A day after Saya’s disappearance, her shoes and socks were found neatly placed along the riverbed, just 30 meters from the park. Her parents had gone looking for her in this area three times before the shoes were found, but they hadn’t seen these articles of clothing. They suspected someone had placed them there after they visited. What’s more, according to her parents, Saya didn’t like to get her feet wet, and she wasn’t one to take off her socks tidily, news channel TV Asahi reported.
Four days later, Saya’s hat, which had her name written on it, was discovered about a kilometer downstream from where her shoes were found. Before the discovery of her body, Saya’s parents made several public appeals for information about their daughter’s disappearance, at times addressing Saya directly.
“Saya-chan, where are you, what are you doing? Please come home soon,” her family pleaded on Sept. 27.

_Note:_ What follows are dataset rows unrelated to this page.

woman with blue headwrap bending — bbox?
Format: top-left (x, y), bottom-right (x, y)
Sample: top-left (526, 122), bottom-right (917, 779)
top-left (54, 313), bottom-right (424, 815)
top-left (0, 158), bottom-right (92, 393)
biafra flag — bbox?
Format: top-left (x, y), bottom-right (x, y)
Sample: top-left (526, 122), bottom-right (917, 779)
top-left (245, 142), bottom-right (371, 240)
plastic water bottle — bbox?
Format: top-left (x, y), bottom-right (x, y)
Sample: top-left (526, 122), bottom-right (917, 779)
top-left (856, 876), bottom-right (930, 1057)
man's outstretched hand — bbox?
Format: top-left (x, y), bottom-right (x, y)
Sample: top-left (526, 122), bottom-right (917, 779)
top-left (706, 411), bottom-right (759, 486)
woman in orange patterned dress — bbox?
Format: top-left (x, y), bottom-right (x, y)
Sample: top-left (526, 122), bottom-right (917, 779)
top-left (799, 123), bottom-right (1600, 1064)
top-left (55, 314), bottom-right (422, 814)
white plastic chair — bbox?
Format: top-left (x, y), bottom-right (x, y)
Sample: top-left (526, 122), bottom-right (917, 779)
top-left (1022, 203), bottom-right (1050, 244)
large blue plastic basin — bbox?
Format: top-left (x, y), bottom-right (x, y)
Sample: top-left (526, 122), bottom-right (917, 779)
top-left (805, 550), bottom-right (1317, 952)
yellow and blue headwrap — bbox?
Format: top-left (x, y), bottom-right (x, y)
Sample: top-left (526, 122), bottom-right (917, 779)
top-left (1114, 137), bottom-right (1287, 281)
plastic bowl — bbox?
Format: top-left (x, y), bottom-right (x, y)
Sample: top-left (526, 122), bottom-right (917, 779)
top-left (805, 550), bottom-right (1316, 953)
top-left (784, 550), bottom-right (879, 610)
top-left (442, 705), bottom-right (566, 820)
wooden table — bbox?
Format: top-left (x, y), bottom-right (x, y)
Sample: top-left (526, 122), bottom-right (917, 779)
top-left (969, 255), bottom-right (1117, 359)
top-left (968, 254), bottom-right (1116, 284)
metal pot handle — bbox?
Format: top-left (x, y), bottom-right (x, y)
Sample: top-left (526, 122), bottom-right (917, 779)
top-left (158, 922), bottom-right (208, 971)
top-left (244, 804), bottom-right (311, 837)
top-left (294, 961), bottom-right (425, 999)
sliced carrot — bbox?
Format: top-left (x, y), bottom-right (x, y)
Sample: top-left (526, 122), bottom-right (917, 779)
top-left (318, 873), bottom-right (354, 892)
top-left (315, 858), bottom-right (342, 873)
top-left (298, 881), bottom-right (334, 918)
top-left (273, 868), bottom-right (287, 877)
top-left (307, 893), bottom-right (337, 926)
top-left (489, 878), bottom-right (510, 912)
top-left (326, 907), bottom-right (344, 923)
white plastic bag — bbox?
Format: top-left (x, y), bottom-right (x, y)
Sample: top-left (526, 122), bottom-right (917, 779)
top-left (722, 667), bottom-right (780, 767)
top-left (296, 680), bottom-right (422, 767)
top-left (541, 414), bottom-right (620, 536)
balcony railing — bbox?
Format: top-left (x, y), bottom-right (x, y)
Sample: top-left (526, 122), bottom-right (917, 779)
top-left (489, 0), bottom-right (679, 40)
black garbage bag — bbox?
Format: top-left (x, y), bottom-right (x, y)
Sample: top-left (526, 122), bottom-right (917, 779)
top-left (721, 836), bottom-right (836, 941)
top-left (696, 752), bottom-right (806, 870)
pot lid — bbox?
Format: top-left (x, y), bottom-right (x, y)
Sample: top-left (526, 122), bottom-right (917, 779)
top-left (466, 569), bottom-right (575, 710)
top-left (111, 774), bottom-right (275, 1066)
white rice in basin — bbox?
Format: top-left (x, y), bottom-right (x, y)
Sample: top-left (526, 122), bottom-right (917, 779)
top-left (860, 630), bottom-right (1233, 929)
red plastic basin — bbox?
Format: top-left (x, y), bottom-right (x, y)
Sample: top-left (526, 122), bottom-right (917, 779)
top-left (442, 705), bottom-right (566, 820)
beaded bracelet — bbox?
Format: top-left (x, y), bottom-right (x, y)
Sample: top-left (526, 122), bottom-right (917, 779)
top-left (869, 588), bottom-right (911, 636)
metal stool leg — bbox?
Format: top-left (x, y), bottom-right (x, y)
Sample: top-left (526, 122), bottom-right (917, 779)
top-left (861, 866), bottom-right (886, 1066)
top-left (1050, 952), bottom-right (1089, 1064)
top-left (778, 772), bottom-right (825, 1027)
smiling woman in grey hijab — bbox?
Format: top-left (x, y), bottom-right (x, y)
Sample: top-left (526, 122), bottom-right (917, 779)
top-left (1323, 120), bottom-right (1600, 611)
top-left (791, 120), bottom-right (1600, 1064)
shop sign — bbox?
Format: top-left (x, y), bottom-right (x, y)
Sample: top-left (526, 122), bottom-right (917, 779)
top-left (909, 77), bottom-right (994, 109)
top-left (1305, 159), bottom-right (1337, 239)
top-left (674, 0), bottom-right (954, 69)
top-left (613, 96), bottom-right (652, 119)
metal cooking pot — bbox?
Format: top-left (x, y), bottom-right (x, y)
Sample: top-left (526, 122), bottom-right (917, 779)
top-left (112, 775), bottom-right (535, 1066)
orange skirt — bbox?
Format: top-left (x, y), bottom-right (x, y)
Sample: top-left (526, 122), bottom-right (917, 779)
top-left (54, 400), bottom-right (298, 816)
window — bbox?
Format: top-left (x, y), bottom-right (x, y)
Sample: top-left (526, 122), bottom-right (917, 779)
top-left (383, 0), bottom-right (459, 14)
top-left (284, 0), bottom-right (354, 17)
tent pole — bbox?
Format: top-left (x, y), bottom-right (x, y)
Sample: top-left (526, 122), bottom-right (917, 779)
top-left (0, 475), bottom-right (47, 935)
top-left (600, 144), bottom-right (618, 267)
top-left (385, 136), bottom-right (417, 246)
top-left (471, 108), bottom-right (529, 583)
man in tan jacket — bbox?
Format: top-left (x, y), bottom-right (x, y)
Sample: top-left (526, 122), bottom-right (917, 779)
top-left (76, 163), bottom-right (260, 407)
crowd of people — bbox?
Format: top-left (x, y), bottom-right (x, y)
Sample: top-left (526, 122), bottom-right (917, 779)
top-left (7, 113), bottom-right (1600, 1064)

In Japan, unsupervised kids frequently go shopping alone at nearby stores, a cultural phenomenon highlighted in the show, Old Enough!, which gained international acclaim when it was released on Netflix in March. Chiba prefecture’s Masudo City, where Saya lived, even boasts about being one of the top places nationwide to raise a child.
In 2021, over 14,000 children were reported missing in Japan. In comparison, in the UK, which has half the population of Japan, about 47,000 children were reported missing.